Paper No. 210-100
Presentation Time: 9:00 AM-6:30 PM
DISTINGUISHING MIOCENE MYLONITIZATION FROM LATE CRETACEOUS–EARLY TERTIARY MYLONITIZATION IN THE HARCUVAR MOUNTAINS METAMORPHIC CORE COMPLEX, WEST-CENTRAL ARIZONA
Geologic mapping and petrographic analysis of mylonites in the Harcuvar Mountains metamorphic core complex, west-central Arizona, document parallel shear zones that formed under amphibolite-facies and greenschist-facies conditions. The eastern half of the core complex is dominated by mylonitic Late Cretaceous leucogranite that has traditionally been interpreted to record top-to-the-NE-directed shear during early Miocene extension. Microstructures and deformation mechanisms from dozens of oriented thin sections suggest most mylonitic fabrics in the interior of the range formed under amphibolite-facies conditions (>500° C), whereas the flanks of the range records greenschist-facies mylonitization that appears to overprint the amphibolite-facies fabrics. On the northern flank of the range near Burnt Well, greenschist-facies mylonitization is restricted to clastic metasedimentary rocks. Locally these metasedimentary mylonites record foliation-parallel cataclastic deformation and co-seismic frictional melting, indicating that shearing progressed through the brittle-plastic transition. Metasedimentary mylonites are absent along the southern flank of the range near Bullard Peak, but greenschist-facies fabrics in crystalline mylonites are present along the Bullard detachment fault. Our mapping and cross sections demonstrate that the greenschist-facies mylonite zone is ~150-250 meters thick on both the northern and southern flanks of the range despite different rheologies. The amphibolite-facies leucogranite mylonite structurally below this shear zone is >1 km thick. The orientation of mylonitic stretching lineations and the top-to-the-NE sense of shear in the greenschist-facies and amphibolite-facies shear zones are identical.
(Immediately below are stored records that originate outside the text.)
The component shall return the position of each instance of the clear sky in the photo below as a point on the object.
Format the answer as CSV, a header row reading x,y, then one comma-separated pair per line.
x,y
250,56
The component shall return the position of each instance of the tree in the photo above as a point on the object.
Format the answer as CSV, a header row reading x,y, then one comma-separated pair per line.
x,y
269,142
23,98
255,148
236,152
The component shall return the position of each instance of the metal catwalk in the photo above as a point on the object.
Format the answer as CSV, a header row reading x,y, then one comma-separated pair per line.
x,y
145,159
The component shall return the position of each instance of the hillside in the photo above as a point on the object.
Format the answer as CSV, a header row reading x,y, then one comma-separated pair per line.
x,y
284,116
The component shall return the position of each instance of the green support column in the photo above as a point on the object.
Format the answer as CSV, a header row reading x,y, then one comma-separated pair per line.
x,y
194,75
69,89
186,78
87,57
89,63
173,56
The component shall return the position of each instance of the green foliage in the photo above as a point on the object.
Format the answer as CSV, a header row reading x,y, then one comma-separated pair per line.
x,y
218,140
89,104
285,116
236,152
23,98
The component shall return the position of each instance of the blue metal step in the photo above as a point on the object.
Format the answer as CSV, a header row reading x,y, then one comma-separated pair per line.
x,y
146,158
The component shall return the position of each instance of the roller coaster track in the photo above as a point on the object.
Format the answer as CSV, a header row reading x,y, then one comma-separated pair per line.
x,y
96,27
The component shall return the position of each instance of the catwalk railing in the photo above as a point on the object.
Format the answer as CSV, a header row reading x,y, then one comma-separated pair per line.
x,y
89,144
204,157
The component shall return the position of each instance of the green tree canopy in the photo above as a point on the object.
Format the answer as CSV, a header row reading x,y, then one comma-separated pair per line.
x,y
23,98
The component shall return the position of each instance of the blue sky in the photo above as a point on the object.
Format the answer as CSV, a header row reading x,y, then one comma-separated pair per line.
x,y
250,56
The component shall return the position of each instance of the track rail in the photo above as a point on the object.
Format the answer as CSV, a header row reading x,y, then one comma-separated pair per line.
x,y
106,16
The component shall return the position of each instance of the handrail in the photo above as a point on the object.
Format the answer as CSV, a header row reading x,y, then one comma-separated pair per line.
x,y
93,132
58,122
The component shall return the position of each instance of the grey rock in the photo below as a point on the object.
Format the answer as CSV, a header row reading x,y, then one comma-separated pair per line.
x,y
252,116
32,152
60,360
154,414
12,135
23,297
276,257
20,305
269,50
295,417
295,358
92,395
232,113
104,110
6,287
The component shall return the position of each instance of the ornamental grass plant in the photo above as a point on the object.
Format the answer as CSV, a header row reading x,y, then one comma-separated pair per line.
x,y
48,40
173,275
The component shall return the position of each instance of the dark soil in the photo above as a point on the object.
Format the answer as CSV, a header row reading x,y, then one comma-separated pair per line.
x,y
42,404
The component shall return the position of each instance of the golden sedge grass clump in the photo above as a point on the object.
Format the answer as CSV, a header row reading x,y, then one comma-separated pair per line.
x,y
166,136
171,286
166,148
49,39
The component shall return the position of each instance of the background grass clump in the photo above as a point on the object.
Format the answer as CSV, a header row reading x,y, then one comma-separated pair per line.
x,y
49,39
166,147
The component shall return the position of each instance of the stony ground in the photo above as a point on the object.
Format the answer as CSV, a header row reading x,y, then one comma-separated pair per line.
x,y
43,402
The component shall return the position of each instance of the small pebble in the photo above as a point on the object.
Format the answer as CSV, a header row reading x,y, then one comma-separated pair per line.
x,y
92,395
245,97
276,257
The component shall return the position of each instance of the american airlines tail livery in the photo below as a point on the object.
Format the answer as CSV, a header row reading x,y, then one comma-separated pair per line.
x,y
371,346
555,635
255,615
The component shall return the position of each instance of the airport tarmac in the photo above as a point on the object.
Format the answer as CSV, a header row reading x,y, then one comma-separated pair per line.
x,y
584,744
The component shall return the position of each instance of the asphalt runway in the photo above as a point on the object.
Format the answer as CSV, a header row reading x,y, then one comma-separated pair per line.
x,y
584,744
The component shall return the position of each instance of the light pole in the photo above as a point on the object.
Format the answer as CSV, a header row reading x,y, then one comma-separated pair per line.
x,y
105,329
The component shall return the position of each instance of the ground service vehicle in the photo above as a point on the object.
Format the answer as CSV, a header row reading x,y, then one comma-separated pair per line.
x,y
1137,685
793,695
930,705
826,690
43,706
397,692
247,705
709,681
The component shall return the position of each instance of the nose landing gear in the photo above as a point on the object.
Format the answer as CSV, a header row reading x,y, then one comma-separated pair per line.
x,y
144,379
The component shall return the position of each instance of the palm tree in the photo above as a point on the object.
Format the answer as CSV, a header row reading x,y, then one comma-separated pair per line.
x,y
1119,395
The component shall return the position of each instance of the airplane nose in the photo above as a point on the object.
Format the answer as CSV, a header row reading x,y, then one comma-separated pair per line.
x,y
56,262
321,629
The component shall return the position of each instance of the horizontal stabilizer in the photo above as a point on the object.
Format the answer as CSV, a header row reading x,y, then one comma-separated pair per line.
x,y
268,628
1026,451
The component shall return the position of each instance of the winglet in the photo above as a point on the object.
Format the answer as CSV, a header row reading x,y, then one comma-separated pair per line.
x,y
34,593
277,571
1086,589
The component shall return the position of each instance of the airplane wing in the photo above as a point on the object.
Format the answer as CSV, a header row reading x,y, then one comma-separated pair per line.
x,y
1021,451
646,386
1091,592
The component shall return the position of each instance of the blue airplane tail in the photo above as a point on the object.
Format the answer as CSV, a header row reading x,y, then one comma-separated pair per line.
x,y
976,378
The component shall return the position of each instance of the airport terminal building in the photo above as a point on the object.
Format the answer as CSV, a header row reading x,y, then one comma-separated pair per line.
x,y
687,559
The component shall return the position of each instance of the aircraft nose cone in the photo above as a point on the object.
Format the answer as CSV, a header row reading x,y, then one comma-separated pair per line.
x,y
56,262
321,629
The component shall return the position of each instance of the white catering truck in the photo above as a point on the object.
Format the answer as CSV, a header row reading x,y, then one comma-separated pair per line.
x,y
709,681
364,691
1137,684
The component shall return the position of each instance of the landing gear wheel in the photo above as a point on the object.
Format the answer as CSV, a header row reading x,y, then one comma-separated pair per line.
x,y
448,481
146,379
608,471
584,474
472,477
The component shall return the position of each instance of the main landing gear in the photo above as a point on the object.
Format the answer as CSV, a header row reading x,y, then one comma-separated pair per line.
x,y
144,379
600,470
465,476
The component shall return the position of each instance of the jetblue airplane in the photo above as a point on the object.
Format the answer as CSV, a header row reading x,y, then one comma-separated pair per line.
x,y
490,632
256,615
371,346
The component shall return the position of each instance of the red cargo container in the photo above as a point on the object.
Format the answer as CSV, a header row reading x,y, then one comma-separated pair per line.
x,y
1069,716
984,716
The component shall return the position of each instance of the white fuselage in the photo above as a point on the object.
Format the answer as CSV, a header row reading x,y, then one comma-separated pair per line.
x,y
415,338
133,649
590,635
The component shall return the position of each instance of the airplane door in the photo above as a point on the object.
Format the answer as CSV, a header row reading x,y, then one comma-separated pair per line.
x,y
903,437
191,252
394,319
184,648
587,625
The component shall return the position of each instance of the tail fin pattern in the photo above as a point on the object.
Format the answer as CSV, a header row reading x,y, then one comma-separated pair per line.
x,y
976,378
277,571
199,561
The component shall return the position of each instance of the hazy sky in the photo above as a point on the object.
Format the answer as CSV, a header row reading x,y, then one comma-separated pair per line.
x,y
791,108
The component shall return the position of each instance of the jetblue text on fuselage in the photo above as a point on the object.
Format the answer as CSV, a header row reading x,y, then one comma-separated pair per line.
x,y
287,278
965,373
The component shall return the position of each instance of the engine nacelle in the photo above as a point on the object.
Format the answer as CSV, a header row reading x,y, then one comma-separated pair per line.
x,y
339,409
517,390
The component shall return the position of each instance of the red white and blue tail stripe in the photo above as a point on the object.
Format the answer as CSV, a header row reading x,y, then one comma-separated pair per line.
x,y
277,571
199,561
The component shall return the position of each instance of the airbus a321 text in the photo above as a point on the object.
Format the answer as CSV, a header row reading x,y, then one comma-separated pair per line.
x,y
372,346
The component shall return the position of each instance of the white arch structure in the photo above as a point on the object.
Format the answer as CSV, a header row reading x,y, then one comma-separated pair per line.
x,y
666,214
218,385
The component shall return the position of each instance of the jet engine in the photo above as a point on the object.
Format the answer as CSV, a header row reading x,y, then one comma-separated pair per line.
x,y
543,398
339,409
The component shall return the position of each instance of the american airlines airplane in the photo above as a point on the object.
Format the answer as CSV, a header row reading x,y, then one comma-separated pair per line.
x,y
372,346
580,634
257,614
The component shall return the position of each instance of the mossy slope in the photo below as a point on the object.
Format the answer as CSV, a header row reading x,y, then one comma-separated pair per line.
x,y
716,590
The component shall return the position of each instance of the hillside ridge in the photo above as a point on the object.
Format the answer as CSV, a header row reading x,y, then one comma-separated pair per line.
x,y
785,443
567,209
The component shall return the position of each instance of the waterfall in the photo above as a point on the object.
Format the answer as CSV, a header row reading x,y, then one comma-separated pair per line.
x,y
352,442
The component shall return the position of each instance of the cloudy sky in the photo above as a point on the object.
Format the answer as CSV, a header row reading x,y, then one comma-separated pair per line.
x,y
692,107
Based on the known thermal history of the range, we interpret the greenschist-facies shear zone to have formed during Miocene crustal extension and the amphibolite-facies shear zone to record Late Cretaceous to early Tertiary extension. The parallel geometry of these shear zones suggests that Miocene mid-crustal extension reactivated the older shear zone.